Heboh Penampakan Harimau di Pasir Putih Kampar, BBKSDA Temukan Fakta Ini!
- account_circle Redaksi
- calendar_month 34 menit yang lalu
- print Cetak

Foto penampakan harimau diduga di Pasir Putih, Kampar. f : ist
info Atur ukuran teks artikel ini untuk mendapatkan pengalaman membaca terbaik.
KAMPAR, detak24com – BBKSDA Riau memastikan informasi mengenai kemunculan harimau sumatera di wilayah Pasir Putih, Kabupaten Kampar, yang beredar luas di media sosial dan WhatsApp, merupakan informasi tidak benar atau hoaks.
Kepala Bidang Teknis BBKSDA Riau Ujang Holisudin, mengatakan bahwa pihaknya telah melakukan penelusuran dan pemeriksaan langsung ke lokasi yang disebut sebagai tempat kemunculan harimau.
Pemeriksaan dilakukan pada tanggal 11–12 Agustus 2026 dengan melibatkan Bhabinkamtibmas, Babinsa, perangkat desa/kelurahan, RT/RW, serta masyarakat setempat.
“Dari hasil pemeriksaan di lapangan, tidak ditemukan jejak Harimau Sumatera di lokasi yang dimaksud,” ujar Ujang, Kamis (13/08/26).

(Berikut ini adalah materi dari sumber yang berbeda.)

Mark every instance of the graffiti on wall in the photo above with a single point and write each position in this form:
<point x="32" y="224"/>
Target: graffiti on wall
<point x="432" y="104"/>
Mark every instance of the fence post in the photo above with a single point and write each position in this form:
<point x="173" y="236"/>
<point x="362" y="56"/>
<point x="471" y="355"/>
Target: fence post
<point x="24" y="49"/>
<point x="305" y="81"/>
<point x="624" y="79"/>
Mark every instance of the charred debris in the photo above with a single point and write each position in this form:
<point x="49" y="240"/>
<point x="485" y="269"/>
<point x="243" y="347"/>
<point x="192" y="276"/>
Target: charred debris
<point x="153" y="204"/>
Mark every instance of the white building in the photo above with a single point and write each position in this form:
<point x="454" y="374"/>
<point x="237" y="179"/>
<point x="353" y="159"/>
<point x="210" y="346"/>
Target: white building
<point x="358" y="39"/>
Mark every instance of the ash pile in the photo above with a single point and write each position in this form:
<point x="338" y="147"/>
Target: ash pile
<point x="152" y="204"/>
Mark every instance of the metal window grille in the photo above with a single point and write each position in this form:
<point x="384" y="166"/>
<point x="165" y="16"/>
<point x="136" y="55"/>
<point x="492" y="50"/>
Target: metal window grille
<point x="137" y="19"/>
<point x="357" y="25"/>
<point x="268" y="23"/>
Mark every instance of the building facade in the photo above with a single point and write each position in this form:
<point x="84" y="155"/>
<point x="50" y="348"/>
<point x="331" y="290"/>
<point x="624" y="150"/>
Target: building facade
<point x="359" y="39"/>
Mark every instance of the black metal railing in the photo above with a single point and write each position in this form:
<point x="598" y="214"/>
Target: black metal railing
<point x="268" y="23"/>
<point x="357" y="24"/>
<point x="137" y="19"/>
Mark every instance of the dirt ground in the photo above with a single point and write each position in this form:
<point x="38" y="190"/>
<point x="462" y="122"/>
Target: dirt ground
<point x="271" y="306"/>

Selain jejak, tim juga tidak menemukan kotoran, sisa mangsa atau makanan, maupun tanda goresan kuku yang dapat mengindikasikan keberadaan harimau di lokasi tersebut.
Menurut dia, informasi yang beredar bermula dari sebuah foto yang kemudian diteruskan dari satu grup WhatsApp ke grup lainnya hingga menjadi viral di tengah masyarakat.
Setelah dilakukan koordinasi, penelusuran lapangan, serta analisis terhadap foto yang beredar, BBKSDA Riau menyatakan informasi mengenai kemunculan harimau sumatera sebagaimana foto tersebut adalah hoaks.
Meski demikian, BBKSDA Riau tetap mengimbau masyarakat agar tidak panik dan tetap waspada ketika beraktivitas. Khususnya apabila menemukan tanda-tanda keberadaan satwa liar.
Masyarakat diminta tidak mengambil tindakan sendiri apabila menemukan jejak atau tanda yang diduga berasal dari satwa liar.
“Jika menemukan jejak atau tanda-tanda keberadaan satwa liar, jangan mengambil tindakan sendiri,” imbaunya.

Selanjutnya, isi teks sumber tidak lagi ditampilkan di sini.